What's shameful is that the people in America who should be standing up for freedom and tolerance -- the American Left -- instead gives all this hate speech a free ride. Instead, they condemn anyone who condemns the murderous rhetoric of Islam, and insist that we have pro-Muslim propaganda in our schools and universities.

It's time for American Muslim imams to issue their own fatwahs against those who murder in the name of God. It's time for us to see energetic action that shows us that Islam is not, in fact, what Osama bin Laden and the Ayatollahs of Iran claim that it is.

It's also time for the American Left to speak up as loudly against Muslim violence and hate speech as they do against the far less dangerous and harmful Christian Right.

The murder of that Coptic family may not have as high a body count as the events of 9/11, but they should frighten us even more.

The victims of 9/11 were semi-randomly chosen.

But this family, if they were killed for what the father wrote, mark the beginning of targeted murders designed to silence opponents of fanatical Islam.

Muslims accuse Jews in Israel of being assassins and child-killers, but it's Muslims, not Jews, who are murdering children, and assassinating, and terrorizing throughout the world. And it's "moderate" Muslims who shelter, protect, fund, and provide recruiting opportunities for these fanatics.

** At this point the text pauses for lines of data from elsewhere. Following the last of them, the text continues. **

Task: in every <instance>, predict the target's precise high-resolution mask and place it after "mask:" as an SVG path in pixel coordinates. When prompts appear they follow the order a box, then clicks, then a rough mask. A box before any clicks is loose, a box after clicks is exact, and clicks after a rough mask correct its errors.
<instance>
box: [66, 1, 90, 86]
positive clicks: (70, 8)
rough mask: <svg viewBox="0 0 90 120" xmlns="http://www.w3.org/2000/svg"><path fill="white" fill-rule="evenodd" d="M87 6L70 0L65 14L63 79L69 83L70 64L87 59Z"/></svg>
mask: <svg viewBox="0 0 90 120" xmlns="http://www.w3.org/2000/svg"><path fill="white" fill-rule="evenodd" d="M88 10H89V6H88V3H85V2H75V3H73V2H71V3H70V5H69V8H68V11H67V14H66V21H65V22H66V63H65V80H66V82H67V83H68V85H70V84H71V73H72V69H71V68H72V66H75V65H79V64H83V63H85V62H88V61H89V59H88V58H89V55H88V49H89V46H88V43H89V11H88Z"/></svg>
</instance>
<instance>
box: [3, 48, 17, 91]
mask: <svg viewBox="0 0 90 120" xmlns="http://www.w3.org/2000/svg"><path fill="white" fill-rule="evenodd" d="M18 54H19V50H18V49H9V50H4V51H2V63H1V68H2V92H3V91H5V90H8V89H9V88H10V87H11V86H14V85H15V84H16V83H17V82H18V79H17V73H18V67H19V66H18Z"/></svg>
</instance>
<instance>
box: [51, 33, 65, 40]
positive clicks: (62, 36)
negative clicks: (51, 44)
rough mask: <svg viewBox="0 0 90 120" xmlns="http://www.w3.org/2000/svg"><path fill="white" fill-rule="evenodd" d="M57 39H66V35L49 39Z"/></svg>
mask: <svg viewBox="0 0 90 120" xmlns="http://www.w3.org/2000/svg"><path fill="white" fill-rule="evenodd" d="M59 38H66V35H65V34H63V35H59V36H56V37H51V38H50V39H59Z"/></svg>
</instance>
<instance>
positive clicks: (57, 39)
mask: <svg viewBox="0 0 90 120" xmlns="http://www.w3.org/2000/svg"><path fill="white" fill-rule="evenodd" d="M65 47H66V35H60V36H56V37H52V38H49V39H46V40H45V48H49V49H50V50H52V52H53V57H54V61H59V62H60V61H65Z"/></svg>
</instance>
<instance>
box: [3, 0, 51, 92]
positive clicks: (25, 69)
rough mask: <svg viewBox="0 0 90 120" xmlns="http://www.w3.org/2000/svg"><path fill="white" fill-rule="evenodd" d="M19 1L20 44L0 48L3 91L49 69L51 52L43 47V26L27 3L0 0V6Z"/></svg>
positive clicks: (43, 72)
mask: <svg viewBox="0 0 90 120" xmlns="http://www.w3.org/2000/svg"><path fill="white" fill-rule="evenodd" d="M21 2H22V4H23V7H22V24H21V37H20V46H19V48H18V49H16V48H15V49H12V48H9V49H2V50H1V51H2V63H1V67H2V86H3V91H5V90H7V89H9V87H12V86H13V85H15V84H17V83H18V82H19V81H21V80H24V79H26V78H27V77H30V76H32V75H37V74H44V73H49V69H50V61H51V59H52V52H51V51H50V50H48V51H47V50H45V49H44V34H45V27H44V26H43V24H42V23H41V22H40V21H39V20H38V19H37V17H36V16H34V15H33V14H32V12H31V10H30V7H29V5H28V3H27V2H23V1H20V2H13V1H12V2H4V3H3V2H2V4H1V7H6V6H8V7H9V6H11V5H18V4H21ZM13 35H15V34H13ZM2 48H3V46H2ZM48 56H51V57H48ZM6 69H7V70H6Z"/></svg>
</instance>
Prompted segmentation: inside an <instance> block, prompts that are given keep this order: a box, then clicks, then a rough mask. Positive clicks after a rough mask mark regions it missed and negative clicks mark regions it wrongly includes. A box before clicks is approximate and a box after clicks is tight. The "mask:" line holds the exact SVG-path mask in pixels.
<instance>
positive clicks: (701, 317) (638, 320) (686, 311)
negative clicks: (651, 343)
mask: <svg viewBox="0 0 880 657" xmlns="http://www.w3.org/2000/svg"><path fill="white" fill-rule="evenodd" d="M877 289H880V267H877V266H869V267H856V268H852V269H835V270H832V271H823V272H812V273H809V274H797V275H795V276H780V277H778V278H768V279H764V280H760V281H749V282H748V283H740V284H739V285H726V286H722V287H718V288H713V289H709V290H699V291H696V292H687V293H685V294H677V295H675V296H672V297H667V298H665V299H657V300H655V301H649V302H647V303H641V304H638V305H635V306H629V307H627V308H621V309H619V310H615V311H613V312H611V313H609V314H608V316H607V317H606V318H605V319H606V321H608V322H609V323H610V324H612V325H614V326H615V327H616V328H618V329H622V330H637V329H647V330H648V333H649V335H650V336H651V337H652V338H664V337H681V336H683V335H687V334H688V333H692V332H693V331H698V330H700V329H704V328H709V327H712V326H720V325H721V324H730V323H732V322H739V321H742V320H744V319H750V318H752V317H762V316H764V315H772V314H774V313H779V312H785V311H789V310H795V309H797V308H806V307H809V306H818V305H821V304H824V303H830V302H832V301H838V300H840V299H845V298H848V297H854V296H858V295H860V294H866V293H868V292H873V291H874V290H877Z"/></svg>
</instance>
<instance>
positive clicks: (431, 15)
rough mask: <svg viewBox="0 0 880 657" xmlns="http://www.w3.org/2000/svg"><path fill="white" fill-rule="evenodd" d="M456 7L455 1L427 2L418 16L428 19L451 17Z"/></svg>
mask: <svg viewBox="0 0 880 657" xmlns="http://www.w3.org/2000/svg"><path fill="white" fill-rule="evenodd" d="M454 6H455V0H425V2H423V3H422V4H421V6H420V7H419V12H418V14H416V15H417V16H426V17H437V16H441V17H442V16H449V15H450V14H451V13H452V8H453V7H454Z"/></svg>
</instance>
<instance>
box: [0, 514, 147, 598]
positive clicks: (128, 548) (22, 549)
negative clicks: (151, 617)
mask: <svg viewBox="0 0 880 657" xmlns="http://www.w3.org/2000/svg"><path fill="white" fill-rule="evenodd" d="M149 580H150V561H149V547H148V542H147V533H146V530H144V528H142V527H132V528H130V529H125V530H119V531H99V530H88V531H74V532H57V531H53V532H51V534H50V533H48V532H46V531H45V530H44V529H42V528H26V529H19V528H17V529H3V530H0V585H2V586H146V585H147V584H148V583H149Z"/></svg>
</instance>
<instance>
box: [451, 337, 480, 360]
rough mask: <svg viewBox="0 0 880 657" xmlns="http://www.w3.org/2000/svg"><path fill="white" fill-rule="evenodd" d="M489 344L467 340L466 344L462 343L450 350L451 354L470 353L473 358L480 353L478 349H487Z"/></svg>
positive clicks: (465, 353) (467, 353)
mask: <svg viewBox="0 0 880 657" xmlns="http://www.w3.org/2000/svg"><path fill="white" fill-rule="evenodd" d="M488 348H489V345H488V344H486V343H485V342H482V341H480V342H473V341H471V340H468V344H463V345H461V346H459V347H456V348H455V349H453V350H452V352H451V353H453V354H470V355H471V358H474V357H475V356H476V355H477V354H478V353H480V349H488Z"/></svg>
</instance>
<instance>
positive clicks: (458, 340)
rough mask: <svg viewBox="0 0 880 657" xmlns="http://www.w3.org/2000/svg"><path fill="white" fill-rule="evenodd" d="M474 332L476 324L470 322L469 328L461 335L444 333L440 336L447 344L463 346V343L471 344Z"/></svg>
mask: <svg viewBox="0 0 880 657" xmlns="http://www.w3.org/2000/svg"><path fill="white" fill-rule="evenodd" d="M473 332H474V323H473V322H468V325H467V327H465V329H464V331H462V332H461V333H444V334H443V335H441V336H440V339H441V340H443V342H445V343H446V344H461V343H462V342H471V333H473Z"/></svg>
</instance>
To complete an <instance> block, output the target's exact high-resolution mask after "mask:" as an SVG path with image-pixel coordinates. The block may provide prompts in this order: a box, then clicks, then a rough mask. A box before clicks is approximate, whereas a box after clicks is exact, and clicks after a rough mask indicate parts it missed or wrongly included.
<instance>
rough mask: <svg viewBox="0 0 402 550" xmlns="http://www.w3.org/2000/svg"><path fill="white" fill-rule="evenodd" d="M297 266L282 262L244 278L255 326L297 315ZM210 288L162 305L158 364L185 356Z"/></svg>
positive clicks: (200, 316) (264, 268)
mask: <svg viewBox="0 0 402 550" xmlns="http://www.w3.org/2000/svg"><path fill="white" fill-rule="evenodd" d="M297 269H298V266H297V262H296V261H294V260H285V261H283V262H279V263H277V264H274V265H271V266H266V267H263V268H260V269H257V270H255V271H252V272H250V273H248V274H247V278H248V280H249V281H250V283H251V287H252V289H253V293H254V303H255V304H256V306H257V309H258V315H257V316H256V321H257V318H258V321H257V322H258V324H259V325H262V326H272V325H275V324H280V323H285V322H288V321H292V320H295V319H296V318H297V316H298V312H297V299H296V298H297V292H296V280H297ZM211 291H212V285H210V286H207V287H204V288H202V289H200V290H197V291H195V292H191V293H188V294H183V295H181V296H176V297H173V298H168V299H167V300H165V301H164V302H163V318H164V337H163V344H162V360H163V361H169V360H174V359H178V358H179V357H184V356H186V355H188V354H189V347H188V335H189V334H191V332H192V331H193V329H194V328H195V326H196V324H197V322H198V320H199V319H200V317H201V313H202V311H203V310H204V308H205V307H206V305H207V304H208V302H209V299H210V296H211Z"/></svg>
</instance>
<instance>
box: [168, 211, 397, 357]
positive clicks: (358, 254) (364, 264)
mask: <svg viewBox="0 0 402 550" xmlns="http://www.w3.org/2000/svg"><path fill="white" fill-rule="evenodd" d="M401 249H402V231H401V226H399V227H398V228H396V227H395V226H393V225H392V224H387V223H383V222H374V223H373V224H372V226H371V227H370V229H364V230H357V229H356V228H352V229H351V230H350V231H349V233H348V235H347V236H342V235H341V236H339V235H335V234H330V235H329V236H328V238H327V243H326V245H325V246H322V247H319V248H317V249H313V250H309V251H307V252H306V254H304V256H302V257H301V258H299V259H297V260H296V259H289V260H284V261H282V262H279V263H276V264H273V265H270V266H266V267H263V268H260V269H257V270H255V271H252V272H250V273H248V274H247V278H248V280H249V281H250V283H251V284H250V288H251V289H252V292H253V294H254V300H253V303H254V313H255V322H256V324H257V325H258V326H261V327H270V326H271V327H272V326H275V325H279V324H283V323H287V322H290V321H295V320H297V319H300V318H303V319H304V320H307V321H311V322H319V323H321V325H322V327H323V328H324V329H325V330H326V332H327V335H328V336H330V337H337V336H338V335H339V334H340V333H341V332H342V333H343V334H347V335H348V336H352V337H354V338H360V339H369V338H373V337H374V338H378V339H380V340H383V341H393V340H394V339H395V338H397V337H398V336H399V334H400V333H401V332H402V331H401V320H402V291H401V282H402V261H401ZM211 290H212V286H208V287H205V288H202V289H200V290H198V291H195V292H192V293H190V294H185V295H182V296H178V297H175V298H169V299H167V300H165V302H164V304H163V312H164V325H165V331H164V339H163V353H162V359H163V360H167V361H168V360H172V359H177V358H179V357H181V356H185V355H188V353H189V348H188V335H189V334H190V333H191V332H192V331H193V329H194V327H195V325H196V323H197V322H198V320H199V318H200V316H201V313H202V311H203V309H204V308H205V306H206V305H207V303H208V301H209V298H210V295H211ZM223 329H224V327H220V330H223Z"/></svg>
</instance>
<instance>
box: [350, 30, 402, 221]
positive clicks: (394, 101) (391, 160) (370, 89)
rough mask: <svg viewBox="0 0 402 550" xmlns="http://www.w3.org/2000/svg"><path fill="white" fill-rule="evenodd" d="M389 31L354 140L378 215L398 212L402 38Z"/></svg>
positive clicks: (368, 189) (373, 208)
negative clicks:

Islam is not just another religion. It's a religion in whose name a war is being conducted against Americans -- and, whenever possible, on American soil.

Of course, by publishing this essay, don't I mark myself as an opponent of fanatical Islam? Don't I put my own family at risk?

Not if I am joined by thousands and thousands of other people in condemning any religion that protects and encourages murder -- including Islam.

People who oppose Islamicist murder and jihad are only in danger when they stand alone.

And those who leave them to stand alone, instead of standing up with them to voice their condemnation, are like all those silent Germans in World War II who turned their backs and pretended not to know.

(And if any harm does come to me and my family, it will only prove that I am right. I'd rather not be a martyr, thank you very much, but tyrants and terrorists only succeed when we fear them.)

Don't you get it yet? There's a war on, which was started by fanatical Muslims in the name of Islam; it's a war conducted by suicide bombs, terrorism, and acts of murder.

We don't fight that way. There must be no vigilante attacks on individual Muslims who have done no harm. We believe in the rule of law.

But there must be loud condemnation by Americans of every political and religious group -- and insistence that individual Muslims and Muslim governments and Muslim religious leaders everywhere join us in that condemnation of murderers and assassins and terrorists.

The special sympathetic treatment of Islam in our schools and universities must stop now.

And whoever does not join in the condemnation of jihadist Islam should be assumed to be sympathetic to our enemies and despised for it.

But do you know what will happen? I will be condemned and criticized for my "intolerance." I will be called a warmonger because I have publicly noticed that we're at war. I will be charged with encouraging hate and vigilantism, regardless of what I actually said in this essay.

Here is the truth: I am not an enemy of Islam. I'm a believer in religious freedom, and any Muslim who accepts religious freedom -- including the freedom of Muslims to leave Islam if they choose -- is my friend, not my enemy. Let them persuade as many converts as they wish, in any country -- as long as they allow the same freedom to believers of other faiths.

Because ultimately that's what this war is all about. Freedom of religion versus the Islamicist claim to have a right to force Islamic law on everyone in every nation, and to kill anyone who opposes them.

That's the first freedom in the Bill of Rights.

And while the American Left is busy using that clause to tear down Nativity scenes and keep the Ten Commandments out of courtrooms, Americans and others, here and abroad, are dying because one religion -- Islam -- refuses to abide by the rules of religious tolerance.